Je soupire en réponse. Je me suis faite avoir et je ne vais plus avoir d’autres choix que de dire la vérité. Je vais avoir l’air débile devant mon ami et il ne me prendra plus jamais au sérieux. Je serai encore une de ces filles qui passe son temps à se plaindre pour un oui ou pour un non, et qui n’est jamais contente.
Bonjour l’angoisse, je vais devenir une cruche aux yeux de Sven. Ca valait vachement le coup de quitter la Suède pour me rencontrer.
-C’est que… Tu vas peut-être trouver ça stupide mais … depuis que Ryan et Roxane sont partis de la maison … Bah ça me fait bizarre qu’ils ne soient plus là. Avoué-je timide, en osant à peine le regarder dans les yeux.
-C’est-à-dire ? Ils te manquent ?
-Un peu… Enfin, je suis contente d’avoir la paix mais… Je sais pas comment l’expliquer. Il y avait une certaine routine à la maison. J’aimais bien entendre la musique de ma sœur et quand Ryan était là … Bah y’avais peut-être de l’espoir, tu vois ?
-Je vois, tu espérais que cela s’arrange entre vous, avec le temps. Et maintenant qu’ils sont partis, c’est comme si la situation va rester la même ? Comprend-t-il avec un sourire compréhensif.
-C’est ça ... Admis-je en regardant mes pieds. Je sais, c’est débile. Ils ont été horribles avec moi, je devrais les renier à vie.

-Ce n’est pas débile. Ce sont ton frère et ta sœur et au fond tu les aimes. C’et normal que tu aimerais que ça s’arrange. Me rassure Sven en me prenant dans ses bras pour me réconforter. Et ce n’est pas parce qu’ils ne vivent plus chez toi que cela n’arrivera pas un jour. Au contraire, ça leur permettra peut-être de prendre du recul.
-Peut-être … Mais bon, au milieu il y a les parents. La mort de la meilleure amie de Maman, l’anniversaire de Papa… Ca me rappelle qu’ils ne sont pas éternels et je me dis qu’ils auront toujours connus leurs enfants brouillés par la jalousie à la noix.
-Tes parents seraient ravis d’apprendre que tu les enterres déjà. Plaisante alors Sven, ce qui me fait sourire à mon tour. Ne t’inquiète pas, cela finira par s’arranger.
-Peut-être. Haussé-je les épaules avant de m’éloigner de lui, à regret. C’est drôle à dire, mais je me sentais bien dans ses bras. Faut que je te laisse. Je dois aller à l’anniversaire de mon père justement !
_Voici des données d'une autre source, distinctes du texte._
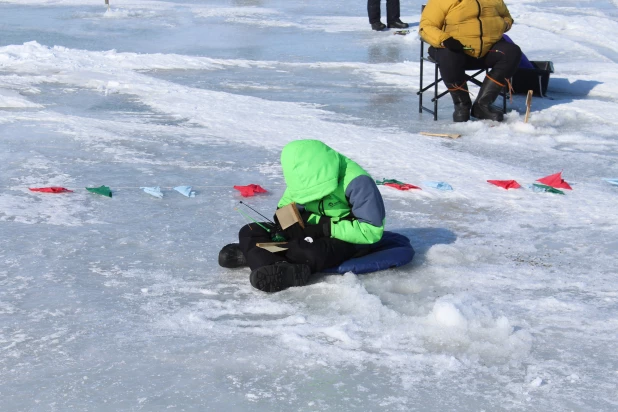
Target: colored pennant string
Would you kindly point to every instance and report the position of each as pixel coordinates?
(101, 190)
(506, 184)
(555, 181)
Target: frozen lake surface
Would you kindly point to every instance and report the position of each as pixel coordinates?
(511, 302)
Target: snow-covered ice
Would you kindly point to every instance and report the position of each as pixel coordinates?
(118, 303)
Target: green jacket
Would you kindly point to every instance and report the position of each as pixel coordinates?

Génération Menthe – Génération 1 – Chapitre 44

Rosae

Lorsque je scrute le ciel, je réalise que nous avons de la chance. Le soleil est au rendez-vous, Papa et Maman pourront se marier à l’extérieur, sans être obligés de se rapatrier à l’intérieur. Cela aurait été dommage, ce parc est magnifique.
J’estime avoir moi aussi de la chance. Ce n’est pas tous les enfants qui ont la chance d’assister au mariage de leurs parents, de les voir se promettre amour et fidélité jusqu’à la fin de leurs jours. La vie veut que généralement, les parents se marient et ont des enfants ensuite. Les miens ont tout fait à l’envers mais comme ça, nous pouvons assister à ce jour.
J’imagine que la cérémonie sera belle. Papa et Maman, Roxane qui va jouer du violon pour eux… Je la porte pas dans mon cœur mais je ne peux qu’admettre qu’elle a un talent indéniable pour le violon et elle accompagnera la cérémonie à la perfection.
Et je peux l’affirmer parce que je l’ai entendu s’entraîner.
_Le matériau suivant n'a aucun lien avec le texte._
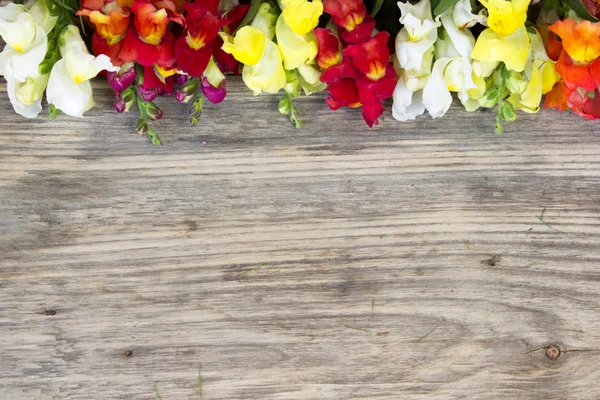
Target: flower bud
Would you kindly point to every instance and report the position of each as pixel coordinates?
(508, 112)
(330, 48)
(119, 105)
(285, 105)
(153, 111)
(213, 94)
(141, 127)
(181, 79)
(146, 94)
(183, 97)
(292, 85)
(121, 81)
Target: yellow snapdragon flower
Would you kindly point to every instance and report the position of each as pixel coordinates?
(263, 65)
(247, 46)
(512, 49)
(302, 16)
(296, 50)
(505, 16)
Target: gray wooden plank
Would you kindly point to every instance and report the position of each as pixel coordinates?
(124, 265)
Les jumeaux, eux, attendent le début de la cérémonie à l’intérieur de la salle, où se tiendra la fête. Les tables sont placées et décorées, la table du buffet est installée, les platines du DJ n’attend plus que l’artiste pour commencer à nous faire danser. Ryan et Roxane font le tour de la salle pour vérifier qu’ils ne manquent rien, que tout est parfait, pendant que les parents terminent de se préparer, chacun dans leur coin.
-Bon, tout me semble OK… Et toi ? Demande Ryan tandis que Roxane observe la salle.
-Je pense aussi.
-Prête à montrer tes talents ? Tu n’as pas oublié ton violon ?
-Je n’oublie jamais mon violon. Lui assure-t-elle avec un sourire. Je suis prête oui… J’espère que ça plaira à Maman et à Nick…
-Ils seront ravis ne t’en fais pas ! Viens, on va prendre l’air.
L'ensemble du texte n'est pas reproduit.